Acordo Mercosul–União Europeia pode entrar em vigor em maio, diz Alckmin

Vice-presidente afirma que aprovação final depende do Senado e sanção presidencial; governo prepara medidas para setores afetados por tarifas dos EUA
Foto: Paulo Pinto/Agência Brasil

O vice-presidente da República e ministro do Desenvolvimento, Indústria, Comércio e Serviços, Geraldo Alckmin, afirmou nesta quinta-feira (27), em São Paulo, que o acordo comercial entre o Mercosul e a União Europeia pode entrar em vigor até maio deste ano.

Segundo Alckmin, o texto já aprovado pela Câmara dos Deputados segue agora para análise do Senado Federal. A expectativa do governo é concluir a votação nas próximas duas semanas e encaminhar o acordo para sanção do presidente Luiz Inácio Lula da Silva.

“Agora foi para o Senado e nós temos expectativa de que aprove em uma ou duas semanas. Aprovado no Senado e assinado pelo presidente Lula, teremos uns 60 dias para a vigência. Esse é o plano.
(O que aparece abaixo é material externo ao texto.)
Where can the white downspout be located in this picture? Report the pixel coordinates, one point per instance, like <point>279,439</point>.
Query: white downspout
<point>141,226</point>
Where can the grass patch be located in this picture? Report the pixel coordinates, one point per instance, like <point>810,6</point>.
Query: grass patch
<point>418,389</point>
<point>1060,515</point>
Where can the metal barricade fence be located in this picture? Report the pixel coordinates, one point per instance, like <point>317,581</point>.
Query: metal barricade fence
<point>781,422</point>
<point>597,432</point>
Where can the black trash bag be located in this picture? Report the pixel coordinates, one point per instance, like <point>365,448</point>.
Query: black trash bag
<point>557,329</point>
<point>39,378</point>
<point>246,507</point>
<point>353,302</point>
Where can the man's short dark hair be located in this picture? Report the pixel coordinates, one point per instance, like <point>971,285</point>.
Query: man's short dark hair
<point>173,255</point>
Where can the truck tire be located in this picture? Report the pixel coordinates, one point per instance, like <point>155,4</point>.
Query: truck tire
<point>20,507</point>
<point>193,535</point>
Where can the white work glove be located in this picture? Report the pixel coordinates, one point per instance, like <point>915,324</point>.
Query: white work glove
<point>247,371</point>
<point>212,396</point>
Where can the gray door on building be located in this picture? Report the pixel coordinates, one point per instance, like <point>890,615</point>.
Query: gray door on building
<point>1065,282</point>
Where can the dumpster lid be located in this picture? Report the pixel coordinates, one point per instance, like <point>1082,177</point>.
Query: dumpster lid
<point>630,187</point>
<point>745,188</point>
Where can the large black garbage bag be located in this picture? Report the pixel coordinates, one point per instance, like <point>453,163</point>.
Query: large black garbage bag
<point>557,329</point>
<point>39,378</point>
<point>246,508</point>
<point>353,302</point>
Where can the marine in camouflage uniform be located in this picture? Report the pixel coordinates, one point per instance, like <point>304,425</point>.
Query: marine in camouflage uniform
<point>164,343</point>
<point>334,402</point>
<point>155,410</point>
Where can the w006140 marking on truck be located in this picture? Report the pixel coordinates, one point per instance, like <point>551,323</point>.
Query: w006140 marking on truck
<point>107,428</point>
Então, se a gente conseguir resolver em março, até o fim de maio já pode entrar em vigência o acordo”, afirmou o vice-presidente.

Aplicação provisória pela União Europeia

A Comissão Europeia anunciou que o bloco pretende aplicar provisoriamente o acordo de livre comércio com o Mercosul para garantir vantagem comercial inicial.

A medida ocorre enquanto o tratado ainda passa pelo processo de aprovação formal nos países europeus e pelo Parlamento Europeu. Deputados franceses contestaram o acordo judicialmente, o que pode atrasar a implementação completa por até dois anos.

Mesmo assim, União Europeia e Mercosul poderão iniciar a redução de tarifas e aplicar parte das regras comerciais antes da ratificação total.

Regulamentação de salvaguardas

O governo brasileiro encaminhou à Casa Civil proposta de regulamentação das salvaguardas previstas no acordo. Os mecanismos permitem suspender a redução tarifária em caso de aumento abrupto das importações.

Após análise da Casa Civil, o texto seguirá para os ministérios da Fazenda e das Relações Exteriores antes da sanção presidencial.

“O acordo prevê um capítulo sobre salvaguarda. A gente espera que nos próximos dias, antes ainda da votação do Senado, que a salvaguarda seja regulamentada”, disse Alckmin.

Segundo o vice-presidente, o modelo busca ampliar o acesso a produtos com menor custo, mantendo instrumentos de proteção para setores afetados por eventual aumento das importações.

Impactos comerciais do acordo

O tratado prevê que o Mercosul elimine tarifas sobre 91% dos produtos europeus em até 15 anos. Já a União Europeia retirará tarifas de 95% dos bens exportados pelo bloco sul-americano em até 12 anos.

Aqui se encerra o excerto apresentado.